Roma es una ciudad singular.
Entre otras razones, porque allí tienen sus sedes tres Jefes de Estado: el presidente de la República italiana, el Gran Maestre de la Soberana Orden de Malta y, no en tercer lugar en cuanto a importancia, el Papa. En Roma confluye el mundo, en una especie de ONU anterior a la ONU. Desde el mundo a Roma - y desde Roma al mundo - , llegan los ecos, normalmente fidedignos, de casi todo lo que acontece en el planeta.
Que el Embajador de España cerca de la Santa Sede haya dicho que “hay en estos momentos un ordenado y planificado ataque contra la Iglesia desde distintos sectores del pensamiento” es una afirmación digna de ser tomada en cuenta. Y lo es porque, sin excesivo esfuerzo, puede verificarse la verdad del aserto. Y, además, porque razonablemente podemos pensar que quien hace esa afirmación es un hombre que puede estar, que debe estar, bien informado.

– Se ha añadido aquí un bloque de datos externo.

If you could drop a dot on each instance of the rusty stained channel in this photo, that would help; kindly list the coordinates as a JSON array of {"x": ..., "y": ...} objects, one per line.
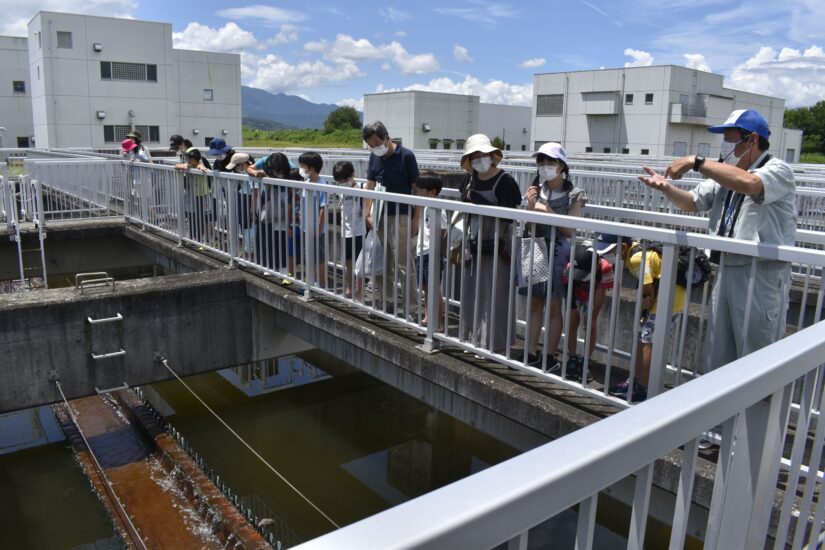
[{"x": 169, "y": 501}]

El Embajador se refiere a un ataque “ordenado y reflexionado y perfectamente coordinado”, a una “tergiversación y manipulación constante que se hace de la figura del Papa actual”, a que se interpreta lo que él – el Papa – dice “de forma torticera”. Resulta obvio que es así. Sin esta mala fe, sin esta voluntad de enmarañar las cosas, no resulta comprensible, por ejemplo, la enésima polémica – sin duda, no la última – desencadenada sobre unas matizadas palabras del Papa acerca de la lucha contra el SIDA en África.
Si nuestras afirmaciones se descontextualizan y se parcializan, cualquiera podría atribuirnos cualquier cosa. Incluso podríamos convertir la Biblia en una proclama de ateísmo, ya que en el Salmo 14 leemos: “Dice el necio en su corazón: ‘Dios no existe’”. No es honrado convertir en titular la frase “Dios no existe”, sin aludir a lo que antecede: “Dice el necio en su corazón”. Pues un sinsentido de este calibre ha tenido lugar, una vez más, con las palabras del Papa. Al final, al menos en este punto - y no sé si en algo más que en este punto - habrá que darle la razón al Sr. Embajador.